The centre-right Together coalition on Saturday narrowly won the Czech parliamentary election, ahead of Prime Minister Andrej Babis's ANO party, but failed to secure a majority, results show.
According to the country's Statistics Office, Together — comprising the conservative Civic Democratic Party and Christian Democrats and the liberal-conservative TOP 09 party — gathered 27.79% of the vote.
The bloc was one of two coalitions, involving five parties, formed ahead of the election with the aim to oust Babis from power.
The centrist ANO movement came a very close second with 27.12% of the vote, while the centre-left coalition made up of the liberal Pirate Party and STAN — a group of mayors and independent candidates — came third with 15.62%.

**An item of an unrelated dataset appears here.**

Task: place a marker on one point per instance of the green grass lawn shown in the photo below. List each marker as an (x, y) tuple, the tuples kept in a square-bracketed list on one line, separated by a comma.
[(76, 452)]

The electoral system means ANO secured 72 of the parliament's 200 seats, ahead of Together's 71. The centre-left bloc will have 37 lawmakers.
But Babis, a populist 67-year-old billionaire, had led a minority coalition government with the support of leftist Social Democrats and the Communists. Both parties failed to gather at least 5% of the vote, according to the preliminary results, and should thus fail to secure any parliamentary seats for the first time.
Together and the centre-left bloc announced on Saturday evening that they have signed a memorandum of their will to govern together.
“The two democratic coalitions have gained a majority and have a chance to form a majority government," Petr Fiala, Together's leader and its candidate for prime minister. said.
That would mean ANO would then be in opposition.
The result means “an absolute change of the politics in the Czech Republic,” analyst Michal Klima told Czech public television. “It stabilises the country’s position in the West camp.”
Babis and the Pandora Papers
The election, held across Friday and Saturday morning, took place in the immediate wake of the International Consortium of Investigative Journalists reporting details of Babis' financial dealings in a project dubbed the “Pandora Papers."
The consortium's findings alleged Babis put over $20 million (€17.3 million) into shell companies to buy 16 properties in France. The Pandora Papers presented details of how many of the world’s richest and most powerful people allegedly hide their wealth from tax collectors.
Babis has denied wrongdoing.
As he cast his ballot in the northern town of Lovosice on Friday, he had called for "stability in these unstable times".
"We should not change the government now," he insisted.
During his aggressive campaign, Babis portrayed migration as a threat even though his country is not a typical destination for asylum-seekers and refugees. He also condemned the 27-member EU's plan to tackle climate change.
He also didn't rule out forming a coalition with Freedom and Direct Democracy (SPD), an anti-migrant, anti-Muslim party that wants to lead the Czech Republic out of the EU and to hold a referendum on its NATO membership. The SPD gathered about 9.6% of the votes, which should translate into 20 seats in the lower house — not enough for the two parties to secure an outright majority.
Babis conceded that ANO "didn't expect to lose" but said of the defeat: "We accept that."
He still declared the election results “excellent.”
Babis to meet President Zeman
The leader of the strongest party usually gets a chance to form a new government. President Milos Zeman, Babis' close ally, didn't immediately comment but previously indicated that he will first appoint the leader of the winning party, not the winning coalition, to try to form a new government, which would be Babis.
“We're the strongest party,” Babis said. “If the president asks me to create a government, I'll open the negotiations about it.”
Babis will meet with President Milos Zeman on Sunday morning.
Any new government has to win a parliamentary confidence vote to rule, however, and Babis and his potential partner, the Freedom party, don't have enough support for that.
Fiala, the leader of Together, pledged to pursue different politics.
“It doesn't matter who you voted for,” he said after the results were announced. “We're all Czech citizens who have to live together as neighbours, friends and colleagues. That's what unites us all.”
Despite their differences on many issues, including climate change, same-sex marriage and the adoption of the euro, the five parties in the two coalitions all support EU and NATO membership.
Creating a five-party coalition “will be painful and will need to include lots of concessions from both sides. It should be based on the topics they are able to agree on,” Petr Just, an analyst from Metropolitan University Prague, said.